ANCHORAGE – The Alaska Department of Corrections (DOC) partially fulfilled the ACLU of Alaska’s Oct. 24 public records request. The records provided show that several DOC facilities have been exceeding emergency capacity standards, compromising safety, sanitation, and rehabilitation. The information provided in the Nov. 5 response included the daily count of inmates, by facility and sentencing status, between Sept. 1, 2018 and Oct. 15, 2019.
An alarming detail revealed in these records, is that the institutions most plagued by the prison housing crisis most commonly care for some of Alaska’s most vulnerable populations, such as: youth, elderly, mentally ill, addicted, disabled, non-criminal holds (Title 47s), Alaska Natives, and homeless individuals. Importantly, between September 2018 and September 2019, the data point to a 20 percent increase in unsentenced individuals, including large numbers of Alaskans who are jailed while awaiting trial, incarcerated without having been convicted of a crime.

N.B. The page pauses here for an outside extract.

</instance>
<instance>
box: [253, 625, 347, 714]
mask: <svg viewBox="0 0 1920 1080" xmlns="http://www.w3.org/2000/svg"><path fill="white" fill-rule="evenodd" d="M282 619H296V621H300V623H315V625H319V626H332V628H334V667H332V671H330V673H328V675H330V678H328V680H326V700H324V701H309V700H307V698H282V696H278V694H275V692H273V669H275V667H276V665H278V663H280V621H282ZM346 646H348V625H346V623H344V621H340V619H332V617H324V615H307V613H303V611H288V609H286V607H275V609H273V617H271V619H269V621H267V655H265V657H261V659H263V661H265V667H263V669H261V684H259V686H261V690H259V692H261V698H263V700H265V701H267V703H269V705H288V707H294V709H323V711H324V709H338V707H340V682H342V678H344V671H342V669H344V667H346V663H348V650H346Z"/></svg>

“At this point, roughly half of Alaskans in our state’s prisons are unsentenced,” said ACLU of Alaska Policy Director Triada Stampas. “The ugly truth of that is this; many of those individuals are already at a physical and socioeconomic disadvantage. Overcrowding in state prisons can be damaging to anyone’s health, safety, and rehabilitation, but especially so for those already preyed upon by systemic biases built into the criminal justice system.”
In mid-October, DOC Commissioner Nancy Dahlstrom announced plans to move hundreds of Alaska inmates to private prisons Outside. She shared that state prisons were operating at 97 percent of their maximum capacity, a threshold intended to be limited to emergency conditions because it exceeds facilities’ specifications for normal use. Under these emergency conditions, incarcerated people are forced to sleep in cots or bunks in recreational areas, as well as in solitary confinement.
According to the newly obtained records, between October 1, 2018 and October 15, 2019, eight DOC facilities had exceeded their maximum limits. Far from being sporadic occurrences, these facilities’ exceedances spanned an average of 140 days in the time period examined. Three of these facilities had been over maximum capacity for more than 200 days in the time period examined:
- Anvil Mountain Correctional Center in Nome (267 days over maximum capacity);
- Fairbanks Correctional Center (253 days over maximum capacity); and
- Wildwood Correctional Center (226 days over maximum capacity).
Because Commissioner Dahlstrom’s cited figure was for the system as a whole, not by facility, it failed to paint this clear picture of the state of Alaska’s prison system.
Critical overcrowding conditions appear to be ongoing.
Below are the overcrowding figures for the most recent two-week period in the data provided (Oct. 1 – Oct. 15, 2019):
- The Anchorage Correctional Complex had exceeded its maximum capacity of 863 every day;
- Anvil Mountain Correctional Center had met or exceeded its maximum capacity number of 128 on four days;
- The Fairbanks Correctional Center had exceeded its maximum capacity of 259 every day;
- Ketchikan Correctional Center met or exceeded its maximum capacity of 58 on all but one day;
- Lemon Creek Correctional Center met or exceeded its maximum capacity of 232 on seven days;
- Wildwood Pretrial Facility met or exceeded its maximum capacity of 115 on five days; and
- The Yukon Kuskokwim Correctional Center was over its maximum capacity of 200 every day, as well.
Wildwood Correctional Center, a sentenced facility, also operated above its maximum capacity every day in that period, as well.
In Commissioner Dahlstrom’s October reveal, she also stated that only inmates with seven or more years left to serve would be shipped to the private provider that won the state bid. This doesn’t relieve the pressure of a burgeoning unsentenced prison population, raising questions about the Department’s overall population management strategy.
“This is not a problem unique to Alaska. Since 1970 the U.S. prison population has risen 700 percent, this is the result of policy decisions – not crime,” explained Stampas. “We have seen successful solutions to the overcrowding crisis elsewhere, including the increased use of electronic monitoring, early release, and alternatives to incarceration for those with mental health disabilities and substance abuse issues. Shipping inmates away, or building more prisons, doesn’t solve the problems, reduce victims, or save money. It just creates more beds for a dysfunctional system to fill.”
Two other public information requests from the Oct. 24, 2019 inquiry are pending. DOC asked for clarification on the following two requests:
- Emails, memoranda and/or other documents related to the planned reopening of Palmer Correctional Center (PCC), from Dec. 5, 2018 to Oct. 15, 2019, inclusive; and
- Emails, memoranda and/or other documents related to the Department of Corrections’ decision that “the option to reopen PCC was not viable” from Dec. 5, 2018 to Oct. 15, 2019, inclusive.